By Kevin Fallon
Actor Cory Monteith’s tragic death at age 31 is a gutting loss for countless reasons. And while the fallout for his show Glee is practically inconsequential compared to the pain his family and friends now face, it’s inevitable that Fox’s writers must at some point address the dilemma.
Deadline reports that the first two episodes of season five of the series have already been written, and shooting was set to begin as early as next month. A number of TV series have had to deal with an actor’s death in the midst of a run before—just this past year, TNT’s Dallas reboot was forced to write the death of Larry Hagman into the show. But with scripts already written and production about to begin, Glee is facing an unenviable time crunch, making the question of how Monteith’s death will affect the show an especially pressing one.
It is, as tragic as seems, the typical response for TV series to kill off the character when an actor dies in the middle of a show’s run. When John Spencer died of a heart attack in 2005, his character, Leo McGarry, met the same fate on seventh season of The West Wing.

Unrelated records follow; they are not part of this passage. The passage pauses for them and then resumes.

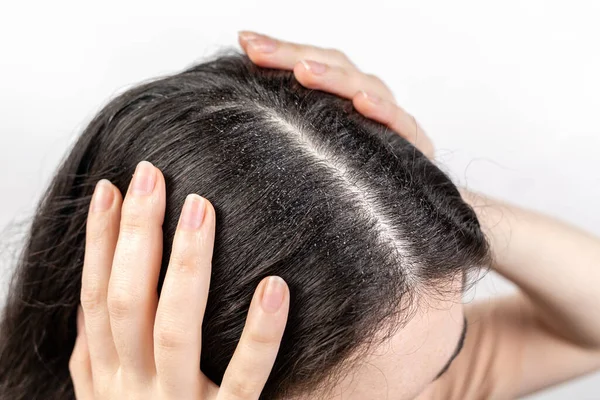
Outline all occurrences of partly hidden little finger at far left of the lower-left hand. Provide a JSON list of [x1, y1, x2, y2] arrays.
[[69, 307, 94, 400]]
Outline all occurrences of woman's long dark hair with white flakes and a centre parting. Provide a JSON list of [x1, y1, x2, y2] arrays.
[[0, 54, 488, 400]]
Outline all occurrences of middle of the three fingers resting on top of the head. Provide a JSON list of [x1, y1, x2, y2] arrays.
[[294, 60, 395, 102]]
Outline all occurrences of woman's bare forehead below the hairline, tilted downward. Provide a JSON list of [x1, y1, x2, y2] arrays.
[[312, 280, 465, 400]]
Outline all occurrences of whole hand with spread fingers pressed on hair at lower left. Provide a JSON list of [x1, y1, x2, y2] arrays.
[[69, 162, 289, 400]]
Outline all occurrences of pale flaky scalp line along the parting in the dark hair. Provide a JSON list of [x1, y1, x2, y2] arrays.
[[258, 106, 417, 284]]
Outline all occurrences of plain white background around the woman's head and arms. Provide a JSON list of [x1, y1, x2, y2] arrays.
[[0, 0, 600, 400]]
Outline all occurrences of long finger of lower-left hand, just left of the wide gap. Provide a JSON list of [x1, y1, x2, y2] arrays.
[[154, 194, 215, 399]]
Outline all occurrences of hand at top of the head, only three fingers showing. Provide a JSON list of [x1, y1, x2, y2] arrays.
[[239, 31, 434, 159]]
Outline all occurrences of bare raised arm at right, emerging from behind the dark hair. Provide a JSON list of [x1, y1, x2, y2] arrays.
[[462, 191, 600, 348]]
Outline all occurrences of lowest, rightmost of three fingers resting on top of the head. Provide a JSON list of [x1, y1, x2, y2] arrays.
[[352, 91, 434, 158]]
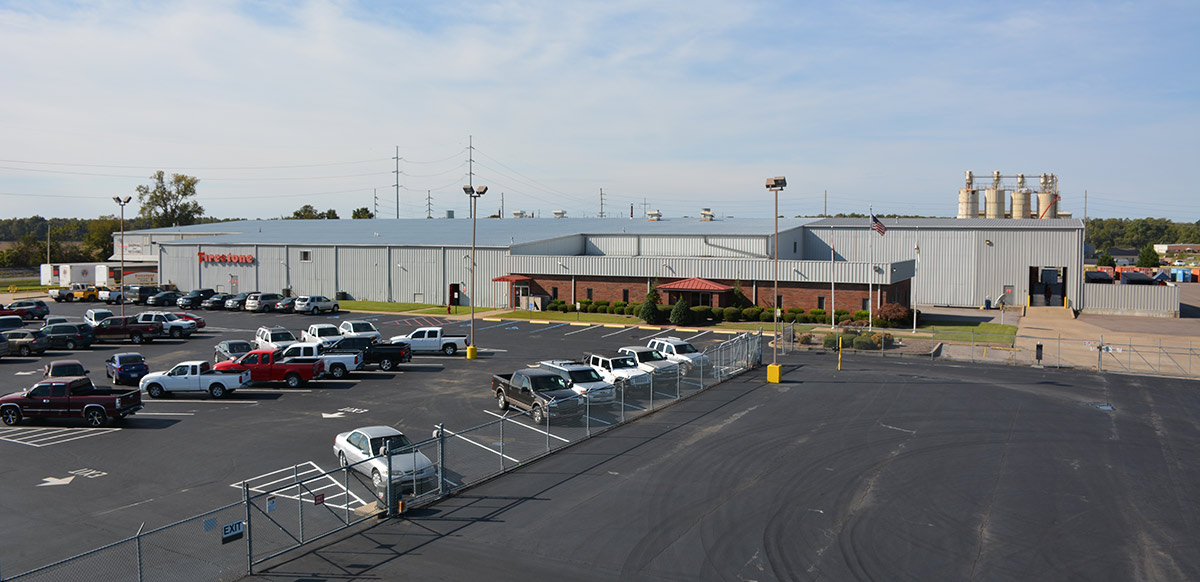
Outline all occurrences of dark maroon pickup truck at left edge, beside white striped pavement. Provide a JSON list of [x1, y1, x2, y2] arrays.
[[0, 376, 142, 426]]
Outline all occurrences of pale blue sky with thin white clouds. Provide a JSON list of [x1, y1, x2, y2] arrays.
[[0, 0, 1200, 222]]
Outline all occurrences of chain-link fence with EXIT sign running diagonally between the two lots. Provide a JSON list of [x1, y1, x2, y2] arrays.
[[0, 332, 762, 582]]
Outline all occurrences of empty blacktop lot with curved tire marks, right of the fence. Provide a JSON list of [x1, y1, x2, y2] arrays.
[[243, 353, 1200, 581]]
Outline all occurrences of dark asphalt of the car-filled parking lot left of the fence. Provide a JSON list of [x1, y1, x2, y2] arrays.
[[0, 304, 728, 576]]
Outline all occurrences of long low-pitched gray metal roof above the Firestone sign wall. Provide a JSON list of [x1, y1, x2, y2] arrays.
[[138, 218, 811, 247]]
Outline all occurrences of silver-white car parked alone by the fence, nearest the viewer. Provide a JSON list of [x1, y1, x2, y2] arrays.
[[334, 426, 438, 494]]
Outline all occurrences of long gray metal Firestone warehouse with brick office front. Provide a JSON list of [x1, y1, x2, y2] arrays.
[[113, 218, 1099, 310]]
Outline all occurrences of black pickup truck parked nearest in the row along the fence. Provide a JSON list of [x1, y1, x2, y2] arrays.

When John Ritter died in September 2003, 8 Simple Rules took a two month hiatus before returning with an episode that began with Ritter’s character succumbing to an off-screen heart-attack. When Suddenly Susan actor David Strickland killed himself in 1999, the character died on the show, too.
The Sopranos and the Dallas reboot both turned to computer trickery to create a few final scenes with its departed actors—Nancy Marchand in The Sopranos and Hagman in Dallas—before having the characters die on the show, too.